第18話 第5階層

「グギャー!」「ワォォーン!」


ゴブリンとコボルトの威嚇を無視してショートソードで撫で斬りにする。その様子を見て後続のゴブリンとコボルトが怯む。つまり、お好きにどうぞってことだ。踏み込んでまた切り捨てた。4体は次々に煙になり、魔石が4つ転がった。第5階層はモンスターがパーティーを組んで出てくる。


「しけてんなぁ」


普通にモンスターを倒しても魔石しかドロップしない。ゴブリンやコボルトだと一個100〜150円程度だ。初心者エクスプローラーが第5階層のクリアを急ぐわけだ。


フロアボスを倒して強力なスキルを手に入れればダンジョン攻略は飛躍的に進む。それによって稼ぎもどんどん増える。エクスプローラー一本で生活するには第6階層より先に進まなければならない。というのが一般的だ。


俺はドロップアイテムに恵まれる加護があるので低層でも問題なく稼げるが、どうせならもっと稼ぎたい。


「グギャギャギャ!」


ゴブリンが3体、角から躍り出てきた。

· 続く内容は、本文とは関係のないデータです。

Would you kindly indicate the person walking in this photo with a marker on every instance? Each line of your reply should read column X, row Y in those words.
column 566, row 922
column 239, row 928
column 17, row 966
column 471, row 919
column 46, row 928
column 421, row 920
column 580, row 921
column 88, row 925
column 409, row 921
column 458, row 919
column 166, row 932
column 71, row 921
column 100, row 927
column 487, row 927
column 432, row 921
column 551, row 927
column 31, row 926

盾持ちゴブリンが前に出て、その後ろから槍持ちゴブリンが2体、此方の様子を伺っている。


「ミドリムシがエクスプローラーの真似事か?」


「グギャー!」


「それでヘイトを集めているつもりか?」


「ギギギ!」


盾持ちの後ろから槍が突き入れられる。ショートソードで刃先を払うと体勢を崩して盾持ちとぶつかった。

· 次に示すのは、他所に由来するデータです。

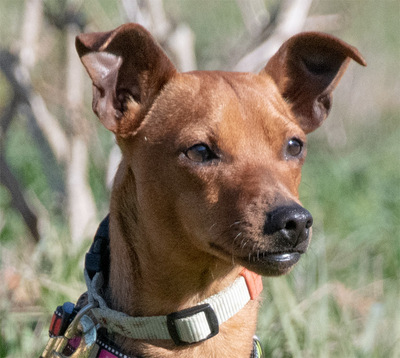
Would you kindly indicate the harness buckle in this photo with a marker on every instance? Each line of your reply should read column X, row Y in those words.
column 175, row 329
column 80, row 336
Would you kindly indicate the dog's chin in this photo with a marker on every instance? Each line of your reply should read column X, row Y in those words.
column 263, row 263
column 267, row 264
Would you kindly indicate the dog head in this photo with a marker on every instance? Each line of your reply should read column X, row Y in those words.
column 214, row 158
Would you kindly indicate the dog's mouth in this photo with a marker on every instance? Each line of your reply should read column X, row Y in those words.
column 263, row 262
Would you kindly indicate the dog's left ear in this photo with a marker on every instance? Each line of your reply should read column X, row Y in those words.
column 306, row 69
column 128, row 69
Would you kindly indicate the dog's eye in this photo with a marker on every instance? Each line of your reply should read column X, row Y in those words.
column 200, row 153
column 294, row 147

「ははは!やる気はあるのか!遊んでないで殺しに来いよ!」


怒り狂った盾持ちが盾を突き出して向かってくるが、ショートソードの腹で受け止め、今度は全力で押し返す。盾持ちは後ろで構える槍持ちの槍に刺され、絶叫して暴れる。


完全に連携の崩れたゴブリン達をさっさと処理すると、魔石3個と初級ポーションが2個。やはり性悪の神様は素晴らしい。フロアボスのスキルオーブにも期待だ。



######



第5階層に入って4時間ぐらい経った頃、フロアボスのいる大部屋が見えてきた。大部屋を通らないと第6階層への階段には到達出来ない。


大部屋の前では若いエクスプローラーのパーティーが2つ、順番待ちをしていた。フロアボスが倒されるか、エクスプローラーが全滅するかしないと大部屋は開かない。

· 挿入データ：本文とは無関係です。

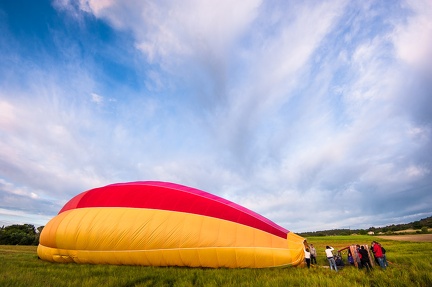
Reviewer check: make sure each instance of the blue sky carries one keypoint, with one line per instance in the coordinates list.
(315, 114)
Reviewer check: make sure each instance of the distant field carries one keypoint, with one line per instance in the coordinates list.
(410, 265)
(409, 237)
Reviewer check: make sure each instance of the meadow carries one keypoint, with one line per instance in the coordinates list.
(410, 265)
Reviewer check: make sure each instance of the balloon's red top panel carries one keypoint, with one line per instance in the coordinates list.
(174, 197)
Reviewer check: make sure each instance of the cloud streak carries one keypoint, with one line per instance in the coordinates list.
(316, 115)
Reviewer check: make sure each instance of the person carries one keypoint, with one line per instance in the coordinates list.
(365, 258)
(313, 254)
(307, 257)
(373, 253)
(350, 258)
(339, 262)
(378, 254)
(358, 256)
(330, 257)
(384, 256)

パーティーに近づいて挨拶すると、どちらのパーティーも愛想よく返してきた。こんなところで険悪になっても仕方ないのでちょうどいい。


30分ぐらい待った頃、大部屋の入り口がズズズと開いた。中は見事に空っぽだ。きっとモンスターハウスと同じ様にエクスプローラーが入ってからフロアボスが現れるのだろう。


先に待っていただろうパーティーが声を出して気合いを入れ、大部屋へと入って行った。


大部屋の入り口が閉まる音が響き、その後は静寂が広がる。


「……あのー」


若い4人パーティーの内の1人が話しかけてきた。線の細い男だ。


「なんだ?」


「急に話しかけてすいません。違っていればすいません。クーラーボックスの人ですか?」


「違うな」


「……すみません。何度か見たことあったんですけど、勘違いだったみたいです」


「誰にでも間違いはある。気にするな」


「ありがとうございます!ところで、お一人で挑むんですか?」


「そうだ」


「やっぱり加護持ちだと強いんですね。羨ましい」


首の刻印に視線を感じる。


「なんの神様の加護か聞いても良いですか?」


「釣りの神様だ」


「「「「えっ!」」」」


パーティー全員が声を上げる。


「何かおかしいか?」


「……いえ、そんなことないですけど、」


後ろの3人が小声で何か言い合っている。


「そんなことより、準備しなくていいのか?そろそろ順番が回ってきそうだぞ」


俺がそう言った少し後に、大部屋の入り口が開いた。


「そうですね。行ってきます!お互い頑張りましょう」


そうだな。俺のやり方で頑張ろう。